First, freight handlers walked off the job over a range of issues, including manning levels at Sydney Airport. They were back within two days but had halted freight operations.

Signs then emerged that a nasty bilateral dispute with Hong Kong over Qantas' fifth freedom rights out of the colony may be tough to solve. The two had agreed to abandon threatened bans on their respective airlines and renegotiate the air services agreement, but new talks in August showed neither government was prepared to give ground. This raises the spectre of flight disruption next year.

Qantas also faces a price war on the lucrative Japan route, where Japan Airlines plans to cuts some fares by 4.5 per cent from October.

All this came amid confusion over the sale of too many shares to foreign buyers in the final days of the A$1.45 billion ($1.1 billion) float. Off- shore interests purchased enough shares to push foreign ownership to 53 per cent - the limit is 49 per cent.
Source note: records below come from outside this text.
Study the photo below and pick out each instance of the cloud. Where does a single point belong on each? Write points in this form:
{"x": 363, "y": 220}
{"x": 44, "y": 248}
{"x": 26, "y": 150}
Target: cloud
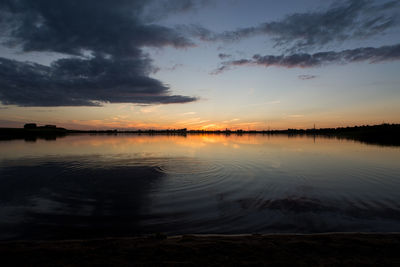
{"x": 304, "y": 60}
{"x": 113, "y": 33}
{"x": 224, "y": 56}
{"x": 306, "y": 77}
{"x": 78, "y": 82}
{"x": 188, "y": 113}
{"x": 345, "y": 20}
{"x": 156, "y": 10}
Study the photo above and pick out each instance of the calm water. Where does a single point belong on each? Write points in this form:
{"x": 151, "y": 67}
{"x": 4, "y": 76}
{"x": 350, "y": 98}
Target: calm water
{"x": 94, "y": 186}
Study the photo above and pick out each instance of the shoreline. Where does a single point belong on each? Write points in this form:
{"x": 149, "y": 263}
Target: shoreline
{"x": 320, "y": 249}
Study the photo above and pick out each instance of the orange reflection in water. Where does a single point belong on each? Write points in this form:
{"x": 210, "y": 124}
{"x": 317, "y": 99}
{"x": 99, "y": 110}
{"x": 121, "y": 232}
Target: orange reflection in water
{"x": 216, "y": 146}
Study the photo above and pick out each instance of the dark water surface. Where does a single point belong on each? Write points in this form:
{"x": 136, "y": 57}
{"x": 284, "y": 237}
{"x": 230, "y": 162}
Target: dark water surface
{"x": 120, "y": 185}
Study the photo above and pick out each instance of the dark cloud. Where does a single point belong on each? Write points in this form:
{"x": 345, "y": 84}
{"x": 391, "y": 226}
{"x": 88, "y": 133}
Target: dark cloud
{"x": 306, "y": 77}
{"x": 352, "y": 19}
{"x": 163, "y": 8}
{"x": 304, "y": 60}
{"x": 78, "y": 82}
{"x": 113, "y": 32}
{"x": 224, "y": 56}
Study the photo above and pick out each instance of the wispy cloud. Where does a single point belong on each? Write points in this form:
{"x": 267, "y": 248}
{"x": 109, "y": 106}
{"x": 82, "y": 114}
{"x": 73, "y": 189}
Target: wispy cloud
{"x": 306, "y": 77}
{"x": 344, "y": 20}
{"x": 296, "y": 116}
{"x": 188, "y": 113}
{"x": 304, "y": 60}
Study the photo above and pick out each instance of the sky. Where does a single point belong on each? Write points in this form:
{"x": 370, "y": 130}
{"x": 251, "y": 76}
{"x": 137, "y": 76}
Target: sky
{"x": 205, "y": 64}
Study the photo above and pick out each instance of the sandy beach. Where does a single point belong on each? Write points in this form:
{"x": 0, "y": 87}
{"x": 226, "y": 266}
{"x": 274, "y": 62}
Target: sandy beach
{"x": 331, "y": 249}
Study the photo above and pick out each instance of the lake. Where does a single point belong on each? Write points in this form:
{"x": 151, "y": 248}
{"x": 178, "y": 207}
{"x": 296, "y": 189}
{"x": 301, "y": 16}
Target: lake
{"x": 85, "y": 186}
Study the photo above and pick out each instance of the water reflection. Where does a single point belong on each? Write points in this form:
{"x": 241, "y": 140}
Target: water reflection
{"x": 94, "y": 186}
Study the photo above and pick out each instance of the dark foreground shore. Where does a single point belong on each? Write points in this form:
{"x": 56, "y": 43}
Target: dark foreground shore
{"x": 336, "y": 249}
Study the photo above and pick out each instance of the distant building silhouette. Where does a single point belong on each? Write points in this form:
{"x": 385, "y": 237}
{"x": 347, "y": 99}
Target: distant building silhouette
{"x": 30, "y": 126}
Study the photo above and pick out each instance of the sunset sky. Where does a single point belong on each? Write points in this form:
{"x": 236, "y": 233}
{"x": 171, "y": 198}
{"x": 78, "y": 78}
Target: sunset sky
{"x": 127, "y": 64}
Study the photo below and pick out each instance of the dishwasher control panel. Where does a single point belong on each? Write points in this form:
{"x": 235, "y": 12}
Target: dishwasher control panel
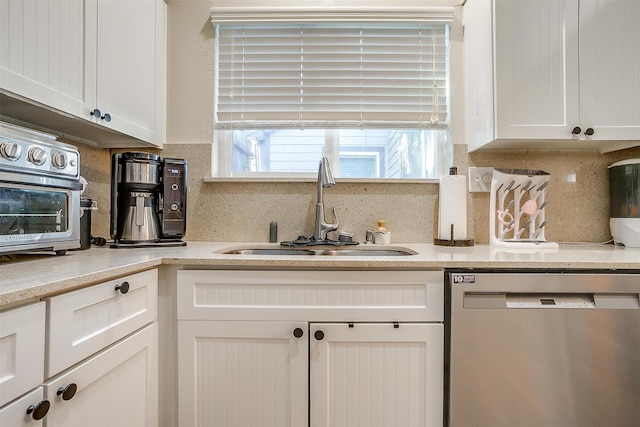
{"x": 550, "y": 301}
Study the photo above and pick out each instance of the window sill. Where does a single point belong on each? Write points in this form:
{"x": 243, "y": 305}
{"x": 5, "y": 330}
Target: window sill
{"x": 309, "y": 179}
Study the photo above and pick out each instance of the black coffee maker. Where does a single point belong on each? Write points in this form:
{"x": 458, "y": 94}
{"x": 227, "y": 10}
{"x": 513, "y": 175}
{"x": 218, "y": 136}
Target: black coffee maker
{"x": 148, "y": 200}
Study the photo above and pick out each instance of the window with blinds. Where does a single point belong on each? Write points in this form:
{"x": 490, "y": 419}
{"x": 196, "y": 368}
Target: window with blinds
{"x": 288, "y": 93}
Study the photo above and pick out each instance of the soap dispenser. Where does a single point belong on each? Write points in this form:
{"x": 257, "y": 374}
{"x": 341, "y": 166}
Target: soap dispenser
{"x": 381, "y": 236}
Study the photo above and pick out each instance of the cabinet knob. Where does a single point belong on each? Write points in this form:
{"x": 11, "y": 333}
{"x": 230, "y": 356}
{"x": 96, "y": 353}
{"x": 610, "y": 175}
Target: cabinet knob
{"x": 67, "y": 391}
{"x": 123, "y": 287}
{"x": 39, "y": 410}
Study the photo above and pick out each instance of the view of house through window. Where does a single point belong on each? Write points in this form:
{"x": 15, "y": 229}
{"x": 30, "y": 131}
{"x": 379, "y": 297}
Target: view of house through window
{"x": 371, "y": 153}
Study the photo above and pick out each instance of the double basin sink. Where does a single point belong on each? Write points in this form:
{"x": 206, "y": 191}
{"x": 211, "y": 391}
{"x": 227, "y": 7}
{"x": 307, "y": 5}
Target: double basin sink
{"x": 323, "y": 251}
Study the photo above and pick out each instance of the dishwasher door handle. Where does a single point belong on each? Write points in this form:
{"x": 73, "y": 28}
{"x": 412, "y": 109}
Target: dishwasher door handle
{"x": 499, "y": 300}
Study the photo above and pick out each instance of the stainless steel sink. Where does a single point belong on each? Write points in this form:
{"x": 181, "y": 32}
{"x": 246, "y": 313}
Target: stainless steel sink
{"x": 333, "y": 251}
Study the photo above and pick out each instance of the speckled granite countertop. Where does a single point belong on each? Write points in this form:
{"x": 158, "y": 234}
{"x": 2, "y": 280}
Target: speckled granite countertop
{"x": 31, "y": 277}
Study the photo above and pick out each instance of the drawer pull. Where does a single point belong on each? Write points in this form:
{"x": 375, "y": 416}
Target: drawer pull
{"x": 123, "y": 287}
{"x": 67, "y": 391}
{"x": 39, "y": 410}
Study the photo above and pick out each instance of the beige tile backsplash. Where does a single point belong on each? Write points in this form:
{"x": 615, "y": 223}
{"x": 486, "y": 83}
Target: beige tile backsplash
{"x": 225, "y": 211}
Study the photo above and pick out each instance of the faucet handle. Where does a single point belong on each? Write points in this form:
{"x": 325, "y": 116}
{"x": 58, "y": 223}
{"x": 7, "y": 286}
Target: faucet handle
{"x": 335, "y": 218}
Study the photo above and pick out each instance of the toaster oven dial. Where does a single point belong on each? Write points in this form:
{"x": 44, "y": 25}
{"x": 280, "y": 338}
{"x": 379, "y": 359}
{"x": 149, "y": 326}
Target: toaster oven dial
{"x": 36, "y": 155}
{"x": 10, "y": 150}
{"x": 59, "y": 160}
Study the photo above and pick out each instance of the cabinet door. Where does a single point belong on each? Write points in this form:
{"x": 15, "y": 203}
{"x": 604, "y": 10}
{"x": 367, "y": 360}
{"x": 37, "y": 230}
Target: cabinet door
{"x": 130, "y": 66}
{"x": 47, "y": 54}
{"x": 18, "y": 414}
{"x": 117, "y": 387}
{"x": 369, "y": 375}
{"x": 242, "y": 374}
{"x": 610, "y": 68}
{"x": 536, "y": 69}
{"x": 85, "y": 321}
{"x": 21, "y": 350}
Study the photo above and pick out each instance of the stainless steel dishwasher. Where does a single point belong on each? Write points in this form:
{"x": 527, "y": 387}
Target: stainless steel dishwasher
{"x": 543, "y": 349}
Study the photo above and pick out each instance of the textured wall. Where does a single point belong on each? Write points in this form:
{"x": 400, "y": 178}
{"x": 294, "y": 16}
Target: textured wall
{"x": 242, "y": 211}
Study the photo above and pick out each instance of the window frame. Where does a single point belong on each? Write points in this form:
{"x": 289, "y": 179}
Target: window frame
{"x": 375, "y": 10}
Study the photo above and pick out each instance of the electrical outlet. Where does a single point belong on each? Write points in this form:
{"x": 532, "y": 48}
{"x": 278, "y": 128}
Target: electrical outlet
{"x": 480, "y": 179}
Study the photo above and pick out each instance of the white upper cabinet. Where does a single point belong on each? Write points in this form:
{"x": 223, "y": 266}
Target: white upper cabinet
{"x": 43, "y": 54}
{"x": 130, "y": 83}
{"x": 99, "y": 60}
{"x": 552, "y": 75}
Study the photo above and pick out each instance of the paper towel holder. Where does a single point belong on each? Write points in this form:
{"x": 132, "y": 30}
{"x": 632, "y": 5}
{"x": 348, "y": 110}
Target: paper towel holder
{"x": 453, "y": 242}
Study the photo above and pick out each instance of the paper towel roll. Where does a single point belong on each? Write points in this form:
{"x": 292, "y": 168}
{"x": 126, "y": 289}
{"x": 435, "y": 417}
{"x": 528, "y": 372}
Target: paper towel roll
{"x": 453, "y": 207}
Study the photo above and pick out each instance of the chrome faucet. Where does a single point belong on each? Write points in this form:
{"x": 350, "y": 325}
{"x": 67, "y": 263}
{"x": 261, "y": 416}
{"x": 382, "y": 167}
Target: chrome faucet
{"x": 325, "y": 180}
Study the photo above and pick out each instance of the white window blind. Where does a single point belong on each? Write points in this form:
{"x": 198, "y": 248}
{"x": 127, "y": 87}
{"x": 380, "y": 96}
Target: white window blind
{"x": 332, "y": 75}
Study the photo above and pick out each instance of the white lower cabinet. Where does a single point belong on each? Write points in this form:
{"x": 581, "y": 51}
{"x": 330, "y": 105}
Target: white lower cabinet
{"x": 117, "y": 387}
{"x": 242, "y": 374}
{"x": 376, "y": 375}
{"x": 280, "y": 349}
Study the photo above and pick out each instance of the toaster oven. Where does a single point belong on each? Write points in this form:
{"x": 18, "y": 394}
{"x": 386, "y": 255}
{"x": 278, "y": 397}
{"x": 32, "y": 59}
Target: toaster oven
{"x": 39, "y": 192}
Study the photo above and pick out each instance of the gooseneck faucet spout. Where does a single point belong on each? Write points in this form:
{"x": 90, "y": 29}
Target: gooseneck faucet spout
{"x": 325, "y": 180}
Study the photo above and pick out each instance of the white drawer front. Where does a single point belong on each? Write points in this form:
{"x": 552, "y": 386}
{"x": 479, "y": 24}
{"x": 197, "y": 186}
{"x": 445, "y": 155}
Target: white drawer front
{"x": 117, "y": 387}
{"x": 83, "y": 322}
{"x": 15, "y": 414}
{"x": 311, "y": 295}
{"x": 21, "y": 350}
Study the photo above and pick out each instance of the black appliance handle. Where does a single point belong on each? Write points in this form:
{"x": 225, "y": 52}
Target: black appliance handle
{"x": 115, "y": 177}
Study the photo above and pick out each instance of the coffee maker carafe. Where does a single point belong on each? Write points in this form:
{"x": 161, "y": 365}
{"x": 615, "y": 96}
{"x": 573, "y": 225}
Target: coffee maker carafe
{"x": 148, "y": 200}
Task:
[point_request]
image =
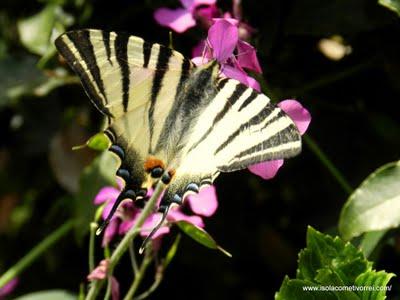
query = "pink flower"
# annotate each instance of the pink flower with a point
(302, 119)
(223, 40)
(100, 272)
(8, 288)
(181, 19)
(203, 204)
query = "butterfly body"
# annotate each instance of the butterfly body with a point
(169, 120)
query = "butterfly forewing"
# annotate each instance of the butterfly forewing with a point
(121, 72)
(159, 105)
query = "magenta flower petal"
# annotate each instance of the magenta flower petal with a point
(179, 19)
(106, 194)
(188, 4)
(114, 288)
(204, 203)
(100, 272)
(227, 17)
(107, 209)
(110, 231)
(251, 82)
(198, 50)
(266, 169)
(297, 112)
(198, 61)
(8, 288)
(175, 215)
(247, 57)
(222, 37)
(152, 222)
(206, 14)
(201, 2)
(235, 73)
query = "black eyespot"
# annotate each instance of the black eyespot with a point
(124, 173)
(141, 193)
(177, 199)
(206, 182)
(130, 194)
(118, 151)
(192, 187)
(166, 178)
(157, 172)
(162, 208)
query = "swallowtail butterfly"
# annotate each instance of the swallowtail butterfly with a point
(169, 120)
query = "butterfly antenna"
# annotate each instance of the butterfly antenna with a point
(117, 202)
(155, 229)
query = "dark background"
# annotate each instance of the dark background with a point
(355, 121)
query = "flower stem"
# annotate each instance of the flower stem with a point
(124, 244)
(133, 258)
(38, 250)
(139, 275)
(93, 228)
(328, 164)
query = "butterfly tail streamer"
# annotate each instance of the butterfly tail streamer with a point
(121, 197)
(155, 229)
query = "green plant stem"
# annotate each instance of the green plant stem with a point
(139, 275)
(93, 228)
(38, 250)
(124, 244)
(133, 259)
(328, 164)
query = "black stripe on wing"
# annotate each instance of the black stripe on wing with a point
(237, 93)
(76, 65)
(161, 69)
(121, 53)
(257, 119)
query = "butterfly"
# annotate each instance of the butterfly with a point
(170, 121)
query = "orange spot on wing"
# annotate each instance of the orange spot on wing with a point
(171, 172)
(153, 162)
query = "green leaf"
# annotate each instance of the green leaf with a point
(297, 289)
(374, 205)
(393, 5)
(100, 173)
(370, 240)
(35, 31)
(344, 260)
(374, 280)
(172, 251)
(330, 268)
(48, 295)
(201, 236)
(98, 142)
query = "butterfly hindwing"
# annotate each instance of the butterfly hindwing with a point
(163, 110)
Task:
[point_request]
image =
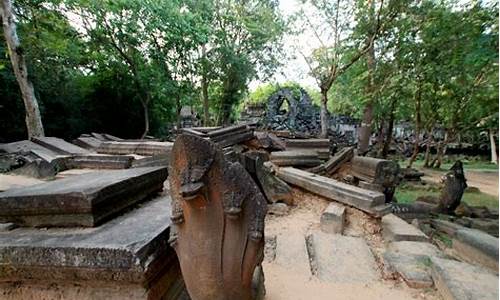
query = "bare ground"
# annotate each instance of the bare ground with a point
(282, 283)
(486, 182)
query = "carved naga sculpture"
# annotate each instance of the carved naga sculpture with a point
(218, 222)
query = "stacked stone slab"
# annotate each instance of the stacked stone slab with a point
(296, 158)
(461, 281)
(125, 258)
(368, 201)
(333, 219)
(321, 146)
(84, 200)
(59, 145)
(228, 136)
(146, 148)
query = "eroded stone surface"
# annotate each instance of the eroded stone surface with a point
(83, 200)
(396, 229)
(462, 281)
(342, 259)
(333, 218)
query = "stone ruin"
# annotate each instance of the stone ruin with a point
(113, 233)
(285, 110)
(299, 116)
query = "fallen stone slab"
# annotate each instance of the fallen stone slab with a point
(396, 229)
(291, 252)
(340, 158)
(413, 269)
(367, 201)
(37, 168)
(447, 227)
(89, 143)
(7, 226)
(415, 248)
(233, 138)
(59, 146)
(342, 259)
(151, 161)
(307, 143)
(278, 209)
(218, 133)
(374, 170)
(24, 147)
(99, 161)
(461, 281)
(125, 258)
(333, 219)
(81, 200)
(274, 188)
(146, 148)
(476, 246)
(270, 141)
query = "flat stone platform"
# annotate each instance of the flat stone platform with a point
(82, 200)
(125, 258)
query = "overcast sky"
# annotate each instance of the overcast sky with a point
(294, 69)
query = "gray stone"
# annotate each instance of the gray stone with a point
(333, 218)
(342, 259)
(146, 148)
(476, 246)
(413, 269)
(82, 200)
(367, 201)
(90, 143)
(279, 209)
(396, 229)
(99, 161)
(7, 226)
(291, 252)
(125, 258)
(461, 281)
(415, 248)
(59, 145)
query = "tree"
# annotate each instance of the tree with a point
(33, 117)
(338, 52)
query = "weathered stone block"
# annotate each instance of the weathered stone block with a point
(461, 281)
(125, 258)
(82, 200)
(333, 218)
(342, 259)
(396, 229)
(477, 247)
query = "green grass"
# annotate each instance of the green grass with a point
(408, 194)
(471, 165)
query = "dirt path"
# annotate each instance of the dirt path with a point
(486, 182)
(283, 283)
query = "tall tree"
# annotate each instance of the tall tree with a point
(16, 53)
(337, 52)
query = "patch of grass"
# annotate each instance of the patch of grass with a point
(472, 165)
(408, 194)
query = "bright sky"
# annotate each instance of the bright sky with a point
(295, 67)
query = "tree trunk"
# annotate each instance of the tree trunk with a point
(380, 137)
(146, 118)
(441, 151)
(365, 129)
(417, 127)
(494, 155)
(427, 155)
(390, 128)
(178, 111)
(366, 125)
(324, 114)
(204, 91)
(33, 118)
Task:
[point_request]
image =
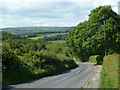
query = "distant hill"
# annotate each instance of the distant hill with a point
(8, 36)
(27, 30)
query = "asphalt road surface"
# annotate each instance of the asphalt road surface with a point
(75, 78)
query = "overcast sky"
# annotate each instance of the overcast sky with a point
(22, 13)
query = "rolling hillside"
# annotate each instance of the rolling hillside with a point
(27, 30)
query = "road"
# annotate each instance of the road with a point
(75, 78)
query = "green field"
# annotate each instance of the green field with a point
(42, 36)
(40, 30)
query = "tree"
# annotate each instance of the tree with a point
(87, 38)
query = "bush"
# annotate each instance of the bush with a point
(98, 59)
(109, 74)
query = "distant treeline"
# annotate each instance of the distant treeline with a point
(36, 30)
(31, 59)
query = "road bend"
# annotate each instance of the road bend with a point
(75, 78)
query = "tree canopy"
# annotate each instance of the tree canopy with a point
(87, 38)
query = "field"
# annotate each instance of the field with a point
(43, 36)
(40, 30)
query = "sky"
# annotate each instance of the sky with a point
(27, 13)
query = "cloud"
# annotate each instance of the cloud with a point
(48, 12)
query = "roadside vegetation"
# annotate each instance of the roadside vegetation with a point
(87, 42)
(24, 60)
(110, 72)
(38, 54)
(87, 38)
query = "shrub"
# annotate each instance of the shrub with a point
(98, 59)
(109, 74)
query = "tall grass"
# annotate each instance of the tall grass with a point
(109, 75)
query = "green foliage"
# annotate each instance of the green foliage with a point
(31, 59)
(87, 38)
(98, 59)
(33, 31)
(110, 72)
Chairman Gary Pemberton pointed out Qantas had the power to make the owners sell, and that Australian ownership was never in doubt.

Meanwhile, Air New Zealand refuses to give up its bid to buy a half share in Australian domestic Ansett from Rupert Murdoch's News Corp.

Talks are off for the moment but the Auckland-based flag is ignoring statements from News that it is now a 'long-term' investor in Ansett and won't sell. Air NZ insiders say the carrier still wants to buy.